Parents concerned over phasing out of Regina Catholic Schools’ Sunshine Program
Parents in the Regina Catholic School Division are voicing concerns about the school board’s decision to phase out the Sunshine Program.
The program offers a learning environment for three to five-year-olds with intensive needs.
This upcoming school year, the division will be reducing the program before phasing it out. Currently, the program runs out of five centres, serving 80 children. This school year, it will be reduced to two centres, serving 32 children.
The decision to phase out the program stems from a $1.5 million deficit in the Regina Catholic School Division’s 2017-18 budget, as result of funding cuts from the provincial government.
“Really it’s twofold,” said Domenic Scuglia, the Director of Education for the Regina Catholic School Division. “One, it’s an unfunded program, so we don’t receive any grant monies for the program. And the second reason is, like every other school division in the province, we had very challenging decisions to make around budgeting and this was one of the places we looked to find an efficiency to balance our budget.”
In the wake of the provincial government’s $22 million in funding cutbacks, the Regina Catholic School Division will also be phasing out two pre-kindergarten programs and reducing seven positions, including one superintendent position. The funding cutbacks mean there will be approximately $471 less per student.
Allyson Cozine Minaker was planning on sending her three-year-old son to the program. He was diagnosed with autism four months ago.
“I don’t even know where to begin. In my own humble opinion, I feel the decision was a little short-sighted,” said Cozine Minaker.
Cozine Minaker says she’s now left with a lot of questions.
“He’s going to enter a regular kindergarten classroom in a few years, and what will that look like? What will it look like for pre-kindergarten, when he’s four next year, what will that look like?”
Miranda Klinger understands their frustration. She has sent three of her four children through the program, and says they have benefited from it immensely.
“It truly changed our lives,” said Klinger. “For Kendall, it really expanded her horizons. It opened up so many dreams for us that we weren’t really sure would be possible for her.”
Klinger worries for the families that won’t have the same opportunities her children had.
“It breaks my heart a little for those families because we’ve seen with Kendall how much she’s grown and how much Sunshine really brought to our families,” she added.
“They became part of our family, and it’s not going to be there anymore. I don’t know what it’s going to look like for other families that are like ours.”
The division says they are trying to work with the province on the issue.
“It’s devastating for those families,” said Scuglia. “They are some of our most vulnerable children, we understand that, and we’re working closely with the Ministry as we speak to see if there are funds available where we can go back and reconsider opening up spots for September 2018 for some of those vulnerable children,” Scuglia said.

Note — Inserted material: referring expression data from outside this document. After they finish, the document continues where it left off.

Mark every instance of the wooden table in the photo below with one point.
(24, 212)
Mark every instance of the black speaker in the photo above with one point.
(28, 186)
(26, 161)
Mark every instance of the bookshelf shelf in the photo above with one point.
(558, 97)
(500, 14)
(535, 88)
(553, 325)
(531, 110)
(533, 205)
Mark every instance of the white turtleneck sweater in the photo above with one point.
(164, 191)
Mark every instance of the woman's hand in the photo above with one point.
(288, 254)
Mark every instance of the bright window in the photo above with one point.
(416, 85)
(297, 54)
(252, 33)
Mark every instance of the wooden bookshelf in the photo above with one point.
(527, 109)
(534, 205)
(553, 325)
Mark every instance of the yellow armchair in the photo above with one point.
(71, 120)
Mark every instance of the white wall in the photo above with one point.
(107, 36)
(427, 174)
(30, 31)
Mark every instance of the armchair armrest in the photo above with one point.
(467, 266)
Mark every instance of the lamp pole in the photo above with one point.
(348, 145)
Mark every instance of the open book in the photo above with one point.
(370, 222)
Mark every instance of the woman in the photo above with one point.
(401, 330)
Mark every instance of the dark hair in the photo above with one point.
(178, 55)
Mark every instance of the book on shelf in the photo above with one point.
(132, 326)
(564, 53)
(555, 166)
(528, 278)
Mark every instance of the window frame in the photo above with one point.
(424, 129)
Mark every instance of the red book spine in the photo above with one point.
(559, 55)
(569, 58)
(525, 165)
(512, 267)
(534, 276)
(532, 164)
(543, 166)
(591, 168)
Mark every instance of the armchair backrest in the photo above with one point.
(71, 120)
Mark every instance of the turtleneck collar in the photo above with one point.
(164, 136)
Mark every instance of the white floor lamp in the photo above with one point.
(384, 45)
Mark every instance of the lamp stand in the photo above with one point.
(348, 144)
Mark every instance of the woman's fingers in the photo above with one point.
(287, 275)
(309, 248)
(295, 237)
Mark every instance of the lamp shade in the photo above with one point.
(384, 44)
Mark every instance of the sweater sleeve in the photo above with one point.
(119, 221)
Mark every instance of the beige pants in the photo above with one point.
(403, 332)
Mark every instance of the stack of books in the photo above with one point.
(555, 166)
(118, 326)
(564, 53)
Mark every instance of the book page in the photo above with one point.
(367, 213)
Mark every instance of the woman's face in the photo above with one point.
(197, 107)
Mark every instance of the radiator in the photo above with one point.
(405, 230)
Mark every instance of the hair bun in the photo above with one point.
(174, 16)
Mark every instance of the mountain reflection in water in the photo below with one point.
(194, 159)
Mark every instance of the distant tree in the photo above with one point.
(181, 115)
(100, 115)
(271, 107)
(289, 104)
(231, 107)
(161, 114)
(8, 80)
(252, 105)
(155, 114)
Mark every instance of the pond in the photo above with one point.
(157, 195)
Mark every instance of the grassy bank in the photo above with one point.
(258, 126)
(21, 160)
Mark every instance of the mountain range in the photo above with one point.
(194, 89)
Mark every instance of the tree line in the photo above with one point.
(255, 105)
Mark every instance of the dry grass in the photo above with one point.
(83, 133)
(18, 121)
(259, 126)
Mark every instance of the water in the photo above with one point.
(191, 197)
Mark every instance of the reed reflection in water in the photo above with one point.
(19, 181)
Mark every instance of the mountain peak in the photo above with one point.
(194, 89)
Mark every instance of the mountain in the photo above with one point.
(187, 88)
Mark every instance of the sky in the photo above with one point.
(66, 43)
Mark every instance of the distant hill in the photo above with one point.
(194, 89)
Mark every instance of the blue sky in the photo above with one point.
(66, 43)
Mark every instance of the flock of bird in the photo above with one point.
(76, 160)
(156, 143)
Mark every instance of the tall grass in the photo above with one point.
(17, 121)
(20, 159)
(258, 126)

“The last thing we want to do is close for some of those vulnerable children. The last thing we want to do is close doors, (we want to) provide good, fresh starts for some of our most vulnerable children.”
But in the meantime, some families are left with uncertainty.
Cozine Minaker says her son still receives great support from the Autism Centre, but it’s not the same hands-on classroom experience he would get in the Sunshine Program.
“It was just a hope, it was hope,” said Cozine Minaker. “And I have no idea what it would have been like in the programs, because we didn’t ever get it.”